By RACHAEL GRAY
Paola Covarrubias threw a large frisbee to a friend and her friend's mother on Saturday afternoon at Garfield Early Childhood Center.
She would have preferred to play outside, but the rain pushed Paola and friends inside the center. The school was participating in Nickelodeon's Worldwide Day of Play, which provides a day designated to get up, get out and get active.
The network went off air Saturday afternoon to encourage children to play.
The day is a day of awareness to combat sedentary lifestyles and childhood obesity, which can lead to heart and health issues in children.
According to Tracy Johnson, USD 457 director of food services, 43 percent of students kindergarten through eighth grade are overweight. Twenty-five percent of students are obese.
In order to address these issues and focus on staff wellness, Garfield Early Childhood Center has a wellness team to promote nutrition and activity in both staff and students.
Lisa Klager, early childhood special education teacher, is a co-coach on the wellness team.
On Tuesdays and Thursday, staff have designated 4:15 p.m. as a time to walk for 30 to 45 minutes.
"It's a routine. People can program it into their schedules. And we start from right here so people don't have to drive to the gym," she said.
As for the kids, Klager said staff try to keep students as active as possible.
She said a healthy student body and staff leads to overall success.
"When you're healthy, you feel happy," she said.
A more healthy and energetic staff can benefit teaching, she said.
"We're able to get down and interact with students because of energy levels. Everyone is benefiting," she said.
Angela Anderson, school nurse, said she's seen childhood obesity slowly climb since she started in 2007.

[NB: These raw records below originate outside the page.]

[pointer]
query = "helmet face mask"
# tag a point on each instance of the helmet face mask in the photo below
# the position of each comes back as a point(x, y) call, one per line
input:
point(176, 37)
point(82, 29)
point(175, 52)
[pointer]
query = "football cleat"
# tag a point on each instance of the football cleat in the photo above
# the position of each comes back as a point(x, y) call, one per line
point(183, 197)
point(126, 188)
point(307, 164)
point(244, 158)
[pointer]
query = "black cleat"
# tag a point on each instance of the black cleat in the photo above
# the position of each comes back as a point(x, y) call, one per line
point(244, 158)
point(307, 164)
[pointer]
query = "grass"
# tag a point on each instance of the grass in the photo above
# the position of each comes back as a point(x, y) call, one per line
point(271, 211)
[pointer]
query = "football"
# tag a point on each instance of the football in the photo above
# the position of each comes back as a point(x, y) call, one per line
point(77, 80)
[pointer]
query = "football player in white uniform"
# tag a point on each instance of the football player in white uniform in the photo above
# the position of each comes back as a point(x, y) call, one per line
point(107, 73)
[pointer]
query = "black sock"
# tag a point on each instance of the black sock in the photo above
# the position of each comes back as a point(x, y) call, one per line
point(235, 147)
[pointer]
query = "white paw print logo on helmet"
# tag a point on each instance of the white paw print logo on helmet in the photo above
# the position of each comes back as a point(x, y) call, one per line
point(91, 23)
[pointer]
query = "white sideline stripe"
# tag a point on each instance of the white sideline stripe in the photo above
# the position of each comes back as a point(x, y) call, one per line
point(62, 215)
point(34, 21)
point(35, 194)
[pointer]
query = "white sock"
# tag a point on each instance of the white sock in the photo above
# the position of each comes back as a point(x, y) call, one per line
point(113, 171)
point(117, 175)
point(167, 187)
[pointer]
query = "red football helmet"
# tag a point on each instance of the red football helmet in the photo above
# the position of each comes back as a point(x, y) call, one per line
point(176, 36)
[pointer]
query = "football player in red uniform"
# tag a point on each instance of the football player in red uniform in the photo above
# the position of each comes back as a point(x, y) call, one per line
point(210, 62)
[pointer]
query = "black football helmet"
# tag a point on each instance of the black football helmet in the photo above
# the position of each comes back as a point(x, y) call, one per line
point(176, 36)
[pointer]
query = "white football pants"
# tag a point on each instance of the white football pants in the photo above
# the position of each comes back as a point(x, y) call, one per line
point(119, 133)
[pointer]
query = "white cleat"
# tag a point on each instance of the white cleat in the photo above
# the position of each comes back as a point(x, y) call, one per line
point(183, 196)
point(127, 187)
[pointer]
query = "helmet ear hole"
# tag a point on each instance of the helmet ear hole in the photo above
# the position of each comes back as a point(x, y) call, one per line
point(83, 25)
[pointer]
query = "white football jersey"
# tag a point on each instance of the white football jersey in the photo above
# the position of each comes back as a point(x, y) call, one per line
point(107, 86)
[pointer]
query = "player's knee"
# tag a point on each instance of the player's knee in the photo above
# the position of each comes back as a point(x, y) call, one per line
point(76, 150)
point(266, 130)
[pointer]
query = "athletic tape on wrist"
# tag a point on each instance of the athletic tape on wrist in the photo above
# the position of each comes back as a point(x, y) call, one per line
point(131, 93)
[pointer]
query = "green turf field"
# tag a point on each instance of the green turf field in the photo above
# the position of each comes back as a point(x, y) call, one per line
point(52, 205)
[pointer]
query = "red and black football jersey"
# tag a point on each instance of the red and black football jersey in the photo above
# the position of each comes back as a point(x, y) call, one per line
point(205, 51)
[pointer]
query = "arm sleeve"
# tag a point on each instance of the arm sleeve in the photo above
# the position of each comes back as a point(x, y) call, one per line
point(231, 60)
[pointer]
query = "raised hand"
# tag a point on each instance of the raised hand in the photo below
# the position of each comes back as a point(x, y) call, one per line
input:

"This event gives children the opportunity to get out and get active, to increase physical activity and decrease screen time," she said.
The screen time and sedentary lifestyles are two contributors to childhood obesity, she said.
Anderson said being obese as a child can develop into lifelong consequences that lead to heart disease and diabetes.
"We're finding kids at a lot younger ages starting to develop health problems," she said.
Josh Guymon, principal of GECC, said the wellness initiatives and Day of Play may help students develop good habits early in their lives.
"When you have younger students who are willing to try this out, they may be more likely to develop good habits that can turn into lifelong healthy lifestyles," he said.